Thursday, July 23, 2009

Week 3, Thing 7 : Technological Thing of Interest

Internet Filtering in Public Libraries

In one sense, filtering the internet in public libraries is just an update on the age-old practice of attempting to ban books deamed unsuitable for children. On the other hand, it is both more widespread and more insidious than any such attempt. The Blog of the National Coalition Against Censorship has a good article about the issue here. As noted there, the U.S. government supports internet filtering in public libraries, virtually mandating it in many places, since the Children’s Internet Protection Act (CIPA) states that public libraries must filter the internet in order to receive public funds.

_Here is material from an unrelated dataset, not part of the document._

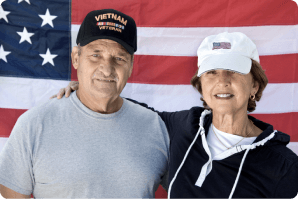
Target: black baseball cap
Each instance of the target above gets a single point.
(109, 24)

The arguments for filtering, in my opinion, depend on a little grain of truth and a heaping supply of misinformation and fear-mongering. The obvious little bit of truth is that there is a lot of material readily available on the internet that is unsuitable for children. Many would agree that plenty of this material is inappropriate for humans in general. The government should not be supporting pornography, some argue. What an adult wants to see on their own computer in their own home is their business, but the government shouldn't be paying for computers used to view porn in public libraries. So, if these libraries want the government to fund them, they need to use software that keeps the porn out. That way, impressionable children in libraries won't be harmed by it.

The problem with this argument is partly a problem of technology. Filters lack the "intelligence" to filter out all material that fits a reasonable definition of "pornography" without also inadvertently filtering out much clearly non-pornographic material. As the article cited above notes, filters tend to filter out all materials relevant to sexuality along with the explicitly sexual sites that the majority would agree actually are unsuitable for use by minors. Suppose a fifteen year old wants information about sexuality or sexual health. Unless one is an extreme social conservative, most would agree that even children may be legitimately curious about these issues, and would be well-served to have reliable information. It's not simply a matter of curiosity in some cases, but of health, and even of life and death. Is the threat to childhood innocence of inadvertantly running into explicit sexual pictures so severe that, for instance, we have to deprive a gay teen of the ability to use the internet to find information about LGBT support organizations? I don't believe so.

An additional problem is that some filtering software is not merely inept at determining the difference between helpful information and pornography; some is designed by people who actually want to see the distinction blurred. For instance, there are filters that ban the sites of organizations that provide helpful information on sexuality and birth control, but allow sites that promote the dubious goal of convincing gay teenagers that their sexuality is a disease that can be cured. Companies that provide filtering software have proprietary standards, so neither the library nor its patrons can know what it is that they're being "protected" from. Certain sites, whether by accident or by design, simply vanish.